Your work is you right? Well it doesn't have to be. Your work is your way of solving a problem. Someone else's work is their way to the solution. So there is you and there is your solution to the problem. If people do not agree with the answer you propose, it doesn't mean that they do not agree with you as a human being or that they do respect you less. I think that I can safely say that it is a struggle for all of us. But feedback, especially negative feedback doesn't have to drive our self-esteem into the negative. If we all learned to professionally accept criticism, we would be quicker to recognize why the client wants the design differently. After all, he knows his product and clientele better than you do.
Your critic is actually trying to help you. If you get criticism from your colleague, your client, your boss etc the initial reaction like we said in the first part, will most of the time be to get defensive. But in point two, we learned not to take it personally. To help you not take it personally, you have to understand that essentially your critic is trying to help you. They want you to see the issue from a different perspective. If they didn't believe you can deliver an even better solution, they wouldn't bother sharing their opinion and ideas with you. But because they are doing so, they believe you will take their opinion into consideration and rethink your design solution.

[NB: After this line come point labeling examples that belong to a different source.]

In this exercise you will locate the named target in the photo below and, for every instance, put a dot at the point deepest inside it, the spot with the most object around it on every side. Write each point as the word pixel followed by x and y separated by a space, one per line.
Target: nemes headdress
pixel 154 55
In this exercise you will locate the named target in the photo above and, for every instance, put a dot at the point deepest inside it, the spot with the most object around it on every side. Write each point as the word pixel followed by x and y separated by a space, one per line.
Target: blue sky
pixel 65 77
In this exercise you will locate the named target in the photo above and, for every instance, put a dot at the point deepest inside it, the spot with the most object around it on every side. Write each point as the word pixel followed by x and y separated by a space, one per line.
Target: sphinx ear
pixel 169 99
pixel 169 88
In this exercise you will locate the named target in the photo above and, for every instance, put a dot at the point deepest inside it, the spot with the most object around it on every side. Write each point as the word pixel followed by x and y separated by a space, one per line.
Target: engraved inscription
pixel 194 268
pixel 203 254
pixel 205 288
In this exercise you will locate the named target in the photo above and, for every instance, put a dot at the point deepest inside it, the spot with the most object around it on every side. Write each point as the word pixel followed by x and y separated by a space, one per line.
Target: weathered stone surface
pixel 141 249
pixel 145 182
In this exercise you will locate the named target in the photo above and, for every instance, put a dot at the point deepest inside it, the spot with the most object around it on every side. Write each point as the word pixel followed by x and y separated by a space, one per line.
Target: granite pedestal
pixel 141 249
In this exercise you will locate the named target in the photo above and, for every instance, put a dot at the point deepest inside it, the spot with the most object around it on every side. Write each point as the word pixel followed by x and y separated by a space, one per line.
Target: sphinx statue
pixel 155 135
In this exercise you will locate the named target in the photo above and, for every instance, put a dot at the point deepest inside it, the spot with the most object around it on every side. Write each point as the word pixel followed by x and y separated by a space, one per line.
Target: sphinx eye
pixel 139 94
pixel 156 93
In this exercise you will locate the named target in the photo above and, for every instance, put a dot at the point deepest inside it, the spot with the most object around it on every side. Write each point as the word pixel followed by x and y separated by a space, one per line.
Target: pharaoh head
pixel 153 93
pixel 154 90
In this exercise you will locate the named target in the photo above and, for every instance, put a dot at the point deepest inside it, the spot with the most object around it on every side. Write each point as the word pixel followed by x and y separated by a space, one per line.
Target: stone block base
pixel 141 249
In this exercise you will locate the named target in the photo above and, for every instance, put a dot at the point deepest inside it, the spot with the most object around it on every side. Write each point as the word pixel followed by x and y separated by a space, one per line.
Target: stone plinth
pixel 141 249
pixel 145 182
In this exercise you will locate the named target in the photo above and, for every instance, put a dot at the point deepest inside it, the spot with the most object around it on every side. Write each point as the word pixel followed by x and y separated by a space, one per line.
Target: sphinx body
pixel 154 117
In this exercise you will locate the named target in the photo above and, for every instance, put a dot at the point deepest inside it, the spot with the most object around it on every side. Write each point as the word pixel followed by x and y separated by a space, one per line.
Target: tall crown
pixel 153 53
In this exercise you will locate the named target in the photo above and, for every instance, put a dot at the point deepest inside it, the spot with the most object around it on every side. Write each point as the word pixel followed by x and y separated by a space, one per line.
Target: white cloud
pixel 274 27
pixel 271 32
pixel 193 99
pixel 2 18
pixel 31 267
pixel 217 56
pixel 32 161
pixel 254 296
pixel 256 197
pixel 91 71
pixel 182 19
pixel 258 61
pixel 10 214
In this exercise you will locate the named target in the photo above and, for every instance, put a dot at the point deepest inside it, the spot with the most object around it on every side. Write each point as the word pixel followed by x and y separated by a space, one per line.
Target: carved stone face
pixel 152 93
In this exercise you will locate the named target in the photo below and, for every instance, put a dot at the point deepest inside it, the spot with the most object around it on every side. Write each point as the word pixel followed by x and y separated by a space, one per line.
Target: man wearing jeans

As you can see, criticism is much better perceived when we do not let it affect our ego. When received openly, without defensiveness, negative feedback can be used to help us grow and come up with better solutions, designs, projects, ideas etc.
To summarize, do like in martial arts: 'accept the attack' and then use your opponent's (critic's) momentum to return the attack, and by that we mean surprise him by becoming even better, 'wow' him or her with your new ideas.